Two girls. Two stories. One book. I was gifted Replica by Lauren Oliver for Christmas, and once I learned you could read the book one story at a time, or by chapter by flipping character to character, I was intrigued.  The book is separated by Gemma and Lyra’s point of view; you start with one, and when you get to the other’s, you turn over the book to read the other’s perspective.


The Haven Institute is tucked away on a private island off the coast of Florida. Far away, it looks serene, but up close the military guards and biohazard suits tell a different story. After an attack on Haven, Lyra, or 24, manages to escape. As she navigates the world she meets Gemma. Gemma has been in and out of hospitals her whole life and has grown up lonely and overprotected by her parents. But her chance meeting with Lyra sparks new questions, and a quest for self-discovery. Read a full summary here.

This was a fast read for me, at just over 500 pages, the story line grabbed me from the get go. It was intriguing, suspenseful, and held my attention with its dynamic plot line.  One downfall:  this book does have a lot going on. It wants to be sci-fi, action, mystery, and teenage romance, but none of those genres are ever executed to their full potential. Keep in mind, this is the first in a series; I didn’t know that when I read the book and may have felt different about the ending if I had that knowledge.  

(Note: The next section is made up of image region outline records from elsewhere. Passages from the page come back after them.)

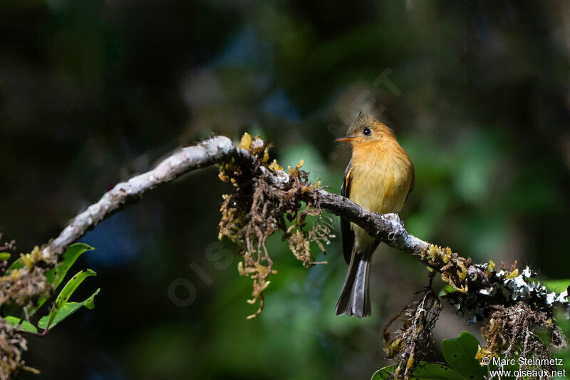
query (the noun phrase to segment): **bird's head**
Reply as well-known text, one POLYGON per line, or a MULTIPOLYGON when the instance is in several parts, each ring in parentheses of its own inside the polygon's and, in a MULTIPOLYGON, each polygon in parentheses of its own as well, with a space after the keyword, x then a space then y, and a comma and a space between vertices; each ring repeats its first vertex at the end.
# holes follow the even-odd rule
POLYGON ((355 145, 382 143, 386 139, 394 138, 394 133, 391 129, 372 115, 361 112, 351 123, 346 136, 337 138, 336 141, 348 143, 353 148, 355 145))

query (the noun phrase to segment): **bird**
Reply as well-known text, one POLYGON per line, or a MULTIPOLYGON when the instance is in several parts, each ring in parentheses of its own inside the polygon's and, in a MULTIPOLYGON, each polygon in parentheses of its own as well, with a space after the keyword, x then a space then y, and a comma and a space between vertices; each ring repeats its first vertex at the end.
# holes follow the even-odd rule
MULTIPOLYGON (((399 212, 414 188, 415 173, 411 158, 393 130, 361 112, 351 123, 346 136, 336 141, 348 143, 352 148, 341 195, 373 212, 399 212)), ((343 218, 341 232, 348 272, 335 314, 370 317, 370 267, 372 254, 380 242, 343 218)))

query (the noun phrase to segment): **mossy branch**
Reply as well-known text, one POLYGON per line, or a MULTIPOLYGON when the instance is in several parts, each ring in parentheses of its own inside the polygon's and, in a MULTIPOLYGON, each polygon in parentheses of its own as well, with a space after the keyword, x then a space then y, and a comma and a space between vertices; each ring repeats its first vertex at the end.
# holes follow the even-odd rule
POLYGON ((261 312, 263 290, 269 284, 267 277, 274 273, 265 240, 281 230, 295 256, 305 265, 314 265, 310 243, 316 242, 323 250, 323 242, 332 237, 330 223, 322 219, 321 213, 326 210, 358 225, 388 245, 412 255, 431 273, 423 300, 407 305, 398 314, 399 320, 405 319, 403 328, 393 335, 388 331, 395 319, 384 331, 386 353, 398 360, 404 377, 413 373, 421 356, 419 347, 430 339, 440 310, 438 298, 431 290, 431 279, 436 273, 452 289, 445 298, 458 312, 485 320, 483 333, 487 345, 480 354, 512 354, 519 350, 544 356, 549 351, 539 339, 527 339, 522 343, 517 338, 521 334, 534 336, 532 330, 537 326, 551 333, 551 346, 565 344, 551 317, 555 307, 568 309, 569 289, 560 294, 549 292, 529 280, 536 273, 528 267, 519 271, 516 262, 509 269, 504 265, 499 269, 492 261, 474 264, 470 258, 462 257, 448 247, 422 240, 405 229, 398 215, 370 212, 344 197, 326 191, 318 183, 309 183, 307 173, 300 169, 302 160, 286 173, 276 161, 269 162, 268 149, 261 140, 246 134, 239 146, 218 136, 175 153, 155 169, 116 185, 78 215, 57 238, 42 248, 45 261, 53 262, 53 257, 101 220, 138 200, 146 192, 188 172, 215 164, 219 168, 220 179, 234 186, 234 192, 224 196, 219 234, 220 238, 225 236, 236 242, 244 257, 240 274, 253 279, 253 299, 249 302, 259 301, 259 308, 250 317, 261 312), (306 231, 308 215, 318 219, 306 231), (515 320, 513 315, 518 319, 515 320), (518 328, 520 326, 524 331, 518 328))

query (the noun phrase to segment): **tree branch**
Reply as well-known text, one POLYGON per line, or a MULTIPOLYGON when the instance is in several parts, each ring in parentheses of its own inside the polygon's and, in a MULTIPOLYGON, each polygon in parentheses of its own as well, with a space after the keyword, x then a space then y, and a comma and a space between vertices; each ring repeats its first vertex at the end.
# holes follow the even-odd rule
MULTIPOLYGON (((252 143, 263 145, 259 139, 252 143)), ((252 178, 263 177, 276 188, 282 188, 290 180, 283 170, 272 172, 265 166, 255 165, 257 158, 248 150, 234 146, 228 138, 212 138, 195 146, 182 148, 153 170, 117 184, 98 202, 75 217, 58 237, 48 242, 43 248, 44 257, 61 254, 101 220, 157 186, 195 169, 232 160, 251 169, 252 178)), ((360 225, 371 236, 412 254, 432 270, 441 273, 443 279, 458 291, 455 302, 453 297, 450 301, 460 310, 465 309, 464 304, 470 304, 468 311, 483 316, 487 312, 484 305, 489 303, 514 304, 523 301, 551 314, 555 304, 566 308, 569 306, 568 289, 559 294, 549 293, 544 287, 528 281, 534 276, 528 267, 519 273, 518 269, 496 271, 489 264, 472 264, 470 259, 461 257, 449 248, 442 249, 412 235, 396 214, 375 214, 341 195, 323 189, 316 192, 317 203, 321 209, 360 225)))

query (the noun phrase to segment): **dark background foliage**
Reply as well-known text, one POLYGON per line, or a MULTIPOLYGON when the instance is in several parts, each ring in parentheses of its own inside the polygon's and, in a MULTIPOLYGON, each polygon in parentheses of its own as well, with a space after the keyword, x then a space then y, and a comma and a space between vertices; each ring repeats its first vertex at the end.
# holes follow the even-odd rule
MULTIPOLYGON (((568 277, 569 14, 563 1, 2 1, 1 232, 29 252, 115 183, 214 133, 257 133, 281 165, 303 158, 338 192, 349 151, 333 140, 364 108, 416 165, 412 233, 568 277)), ((27 363, 42 379, 362 379, 384 364, 381 327, 425 269, 381 247, 372 318, 336 317, 339 240, 307 270, 276 237, 279 273, 247 321, 250 282, 217 243, 229 190, 201 170, 82 239, 96 248, 78 265, 98 273, 84 285, 103 288, 96 307, 31 338, 27 363), (181 278, 196 289, 187 307, 183 287, 168 292, 181 278)), ((436 340, 477 332, 449 312, 436 340)))

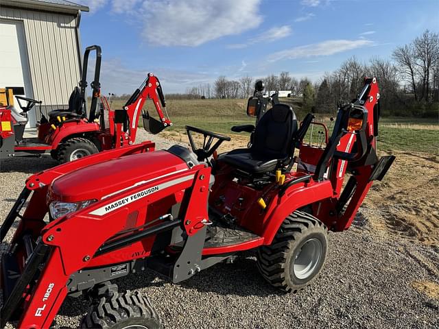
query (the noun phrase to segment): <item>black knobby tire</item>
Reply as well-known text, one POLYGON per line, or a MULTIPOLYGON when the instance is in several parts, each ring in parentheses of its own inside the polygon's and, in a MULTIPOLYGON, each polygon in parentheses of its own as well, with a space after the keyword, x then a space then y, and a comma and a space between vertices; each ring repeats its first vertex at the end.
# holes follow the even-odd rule
POLYGON ((81 323, 83 328, 161 328, 158 315, 150 300, 138 292, 110 293, 90 307, 81 323), (137 327, 135 327, 135 326, 137 327))
POLYGON ((58 149, 58 160, 61 163, 99 152, 93 142, 79 137, 67 140, 61 144, 58 149))
POLYGON ((285 218, 272 244, 258 249, 258 269, 272 286, 296 293, 318 277, 327 248, 326 226, 307 212, 295 211, 285 218))

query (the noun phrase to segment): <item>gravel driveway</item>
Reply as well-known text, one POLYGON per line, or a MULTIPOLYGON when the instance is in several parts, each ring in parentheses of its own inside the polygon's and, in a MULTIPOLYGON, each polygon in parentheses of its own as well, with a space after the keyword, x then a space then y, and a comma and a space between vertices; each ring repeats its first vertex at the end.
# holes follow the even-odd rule
MULTIPOLYGON (((158 148, 170 144, 143 131, 139 135, 139 141, 152 138, 158 148)), ((49 158, 2 162, 1 221, 25 178, 55 164, 49 158)), ((147 294, 166 328, 439 328, 437 300, 412 288, 415 281, 439 283, 439 247, 379 236, 370 230, 367 214, 362 208, 353 228, 329 234, 321 277, 296 295, 278 293, 266 283, 251 252, 180 284, 154 273, 115 283, 147 294)), ((56 326, 78 328, 86 309, 82 300, 67 298, 56 326)))

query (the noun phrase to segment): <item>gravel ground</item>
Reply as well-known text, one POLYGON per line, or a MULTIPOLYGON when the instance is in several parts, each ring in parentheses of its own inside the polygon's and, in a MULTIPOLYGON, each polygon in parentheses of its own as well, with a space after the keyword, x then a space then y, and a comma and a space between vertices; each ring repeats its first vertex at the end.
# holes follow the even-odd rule
MULTIPOLYGON (((139 134, 139 141, 152 138, 143 131, 139 134)), ((156 136, 154 140, 158 148, 170 144, 156 136)), ((25 178, 55 164, 50 158, 29 158, 1 163, 1 221, 25 178)), ((257 273, 251 252, 180 284, 149 272, 115 283, 150 296, 166 328, 439 328, 438 300, 412 288, 414 281, 439 283, 439 247, 376 234, 368 211, 360 210, 348 231, 329 234, 321 277, 296 295, 268 285, 257 273)), ((68 297, 56 326, 78 328, 86 310, 86 302, 68 297)))

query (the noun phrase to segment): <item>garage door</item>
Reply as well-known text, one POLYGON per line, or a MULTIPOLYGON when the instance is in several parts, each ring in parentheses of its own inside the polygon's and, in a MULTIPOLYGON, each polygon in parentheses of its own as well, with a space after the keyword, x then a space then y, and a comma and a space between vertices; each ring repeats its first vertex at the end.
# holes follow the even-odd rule
MULTIPOLYGON (((23 22, 0 20, 0 88, 23 87, 33 98, 23 22)), ((22 103, 23 102, 22 101, 22 103)), ((15 106, 19 108, 15 100, 15 106)), ((17 108, 19 109, 19 108, 17 108)), ((27 127, 35 127, 35 109, 29 113, 27 127)))

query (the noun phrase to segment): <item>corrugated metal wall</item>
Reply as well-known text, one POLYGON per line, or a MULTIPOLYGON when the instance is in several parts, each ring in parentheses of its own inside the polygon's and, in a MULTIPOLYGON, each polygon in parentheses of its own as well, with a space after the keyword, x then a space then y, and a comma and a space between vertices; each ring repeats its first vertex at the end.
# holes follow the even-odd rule
POLYGON ((0 19, 23 22, 34 97, 44 112, 65 108, 80 79, 75 16, 0 6, 0 19))

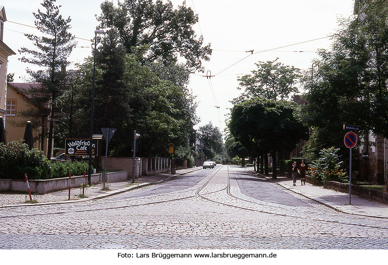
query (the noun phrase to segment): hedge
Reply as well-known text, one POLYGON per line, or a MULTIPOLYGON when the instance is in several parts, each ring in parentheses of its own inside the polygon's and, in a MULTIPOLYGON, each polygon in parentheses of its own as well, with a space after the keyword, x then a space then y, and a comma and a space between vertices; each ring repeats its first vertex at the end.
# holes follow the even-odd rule
POLYGON ((30 150, 22 140, 0 143, 0 179, 23 180, 25 173, 29 180, 66 178, 69 173, 81 175, 88 167, 84 161, 51 162, 42 151, 30 150))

The best part about the book is how the reader chooses to explore the story. A preface says you can read each character at a time, or flip between each chapter. Honestly flipping between chapters sounded exhausting to me. I started with Lyra and I was glad to have had. Many times with novels written from different point of views, I find that the characters become messed. If you do choose to flip between chapters, Oliver has successfully defined Gemma and Lyra; Lyra had been raised for cattle in an experiment that no longer valued humanity. This left her vulnerable and with a captivating take on the world. Gemma had been raised highly sheltered, and led to believe one truth that isn’t her authentic truth. This gave her character a needed edge and grit for the mystery storyline, but also with a distrust of the world.


I think Gemma’s side wraps up a lot of loose ends. As far as reading it chronologically, Celeste over at compiled a great reading order here.

Not my favorite book by Oliver, but an interesting read nonetheless. The second in the series, Ringer, is on shelves now. 

Questions for you:

1)      What’s your favorite novel by Lauren Oliver?

2)      Do you think we’ll get to a point in our lifetime with human clones?

3)      Have you read any other sci-fi or other genre about clones?